Shares of Hawaiian land and shipping company Alexander & Baldwin (ALEX) jumped 17% Friday on 8x normal average volume following the announcement that the company would separate into two publicly traded companies. This was good news for shareholders who have not had much to cheer about in the past several months.
It was just this past April 1 that shares got a 19% boost when it was announced that Bill Ackman of Pershing Square had disclosed a position in the company. Anytime Ackman throws his hat in the ring, it garners some attention.
But the novelty wore off, at least for short-term focused investors, as shares had given back 30% between the time Ackman's stake was announced and just prior to Friday's announcement.

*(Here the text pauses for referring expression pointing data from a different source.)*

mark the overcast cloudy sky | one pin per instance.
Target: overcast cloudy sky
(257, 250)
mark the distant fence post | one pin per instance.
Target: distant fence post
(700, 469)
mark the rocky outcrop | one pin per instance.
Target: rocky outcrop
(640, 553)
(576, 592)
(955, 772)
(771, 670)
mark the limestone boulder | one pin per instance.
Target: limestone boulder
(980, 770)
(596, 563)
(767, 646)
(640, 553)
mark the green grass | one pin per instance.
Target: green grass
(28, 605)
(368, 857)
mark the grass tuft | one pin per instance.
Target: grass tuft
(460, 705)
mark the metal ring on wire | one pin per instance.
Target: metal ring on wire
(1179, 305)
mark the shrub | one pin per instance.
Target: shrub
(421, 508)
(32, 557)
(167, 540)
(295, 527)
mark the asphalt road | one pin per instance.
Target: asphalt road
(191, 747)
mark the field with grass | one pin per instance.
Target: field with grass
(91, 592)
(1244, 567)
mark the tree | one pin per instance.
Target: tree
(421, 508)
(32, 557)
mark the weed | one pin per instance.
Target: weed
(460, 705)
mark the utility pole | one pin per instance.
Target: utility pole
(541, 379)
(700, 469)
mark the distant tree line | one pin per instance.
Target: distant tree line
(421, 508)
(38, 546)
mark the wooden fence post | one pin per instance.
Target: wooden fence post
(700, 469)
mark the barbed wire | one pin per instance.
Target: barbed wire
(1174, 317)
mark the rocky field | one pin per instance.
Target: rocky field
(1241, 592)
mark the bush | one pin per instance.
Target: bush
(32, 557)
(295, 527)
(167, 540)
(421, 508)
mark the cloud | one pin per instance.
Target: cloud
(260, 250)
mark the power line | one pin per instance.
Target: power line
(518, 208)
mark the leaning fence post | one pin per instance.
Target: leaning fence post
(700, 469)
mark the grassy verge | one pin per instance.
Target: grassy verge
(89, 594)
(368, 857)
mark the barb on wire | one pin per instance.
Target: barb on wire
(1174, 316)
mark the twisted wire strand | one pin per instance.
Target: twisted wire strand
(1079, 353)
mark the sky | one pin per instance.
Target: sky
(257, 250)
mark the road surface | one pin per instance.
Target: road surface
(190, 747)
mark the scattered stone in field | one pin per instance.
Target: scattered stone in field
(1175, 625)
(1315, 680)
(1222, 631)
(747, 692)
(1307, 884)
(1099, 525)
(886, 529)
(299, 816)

The transaction, which should be completed sometime in the second half of 2012, will give shareholders one share in each new entity, Alexander & Baldwin and Matson Navigation. The new Alexander & Baldwin will consist of the current company's real estate and agriculture operations, while Matson will contain the ocean transportation business.
As a shareholder, the separation of these unique businesses makes sense. My initial position in the company was taken with the presumption that the real estate assets, which include 88,000 acres primarily in Hawaii, as well as 7.9 million square feet of commercial property, including retail, industrial and office properties primarily on the US mainland, but with about 900,000 square feet of that total in Hawaii, were not being properly recognized in the stock price. This transaction will force the market to value both the shipping and real estate businesses separately.

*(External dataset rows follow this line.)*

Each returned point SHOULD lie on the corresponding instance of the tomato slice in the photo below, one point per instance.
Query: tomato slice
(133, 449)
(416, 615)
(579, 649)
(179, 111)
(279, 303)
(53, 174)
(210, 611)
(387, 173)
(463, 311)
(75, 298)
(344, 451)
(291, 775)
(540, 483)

In terms of the numbers, the real estate segment generated $371 million in revenue during the trailing 12-month period ended September 30th, and $102 million in operating profit, while, the shipping business generated about $1.5 billion in revenue and $104 million in operating profit. While it is not clear exactly what the balance sheet of either new entity will look like following the separation, the company has stated that about 40% of the current debt load, which totaled $570 million ($67 million short-term and $503 million long-term debt) will be allocated to the real estate company (Alexander & Baldwin) and the balance to the shipping company (Matson).
There is also the matter of the dividend, which is currently $0.315 per quarter, which makes for a decent 2.8% yield. The company has stated that while the current dividend will continue until the transaction is complete it will be a different story thereafter. Matson is expected to pay a dividend of between $0.50 and $0.70 annually, while Alexander & Baldwin will not pay a dividend, at least initially. This is a curious aspect of this deal: It could be viewed as a dividend cut, but the markets did not seem to care during Friday's trading.
Ackman must be pleased that a deal has been done; it has his fingerprints all over it. It appears to be the best way to extract the full value of the company's assets. It will be interesting to see how the new companies price.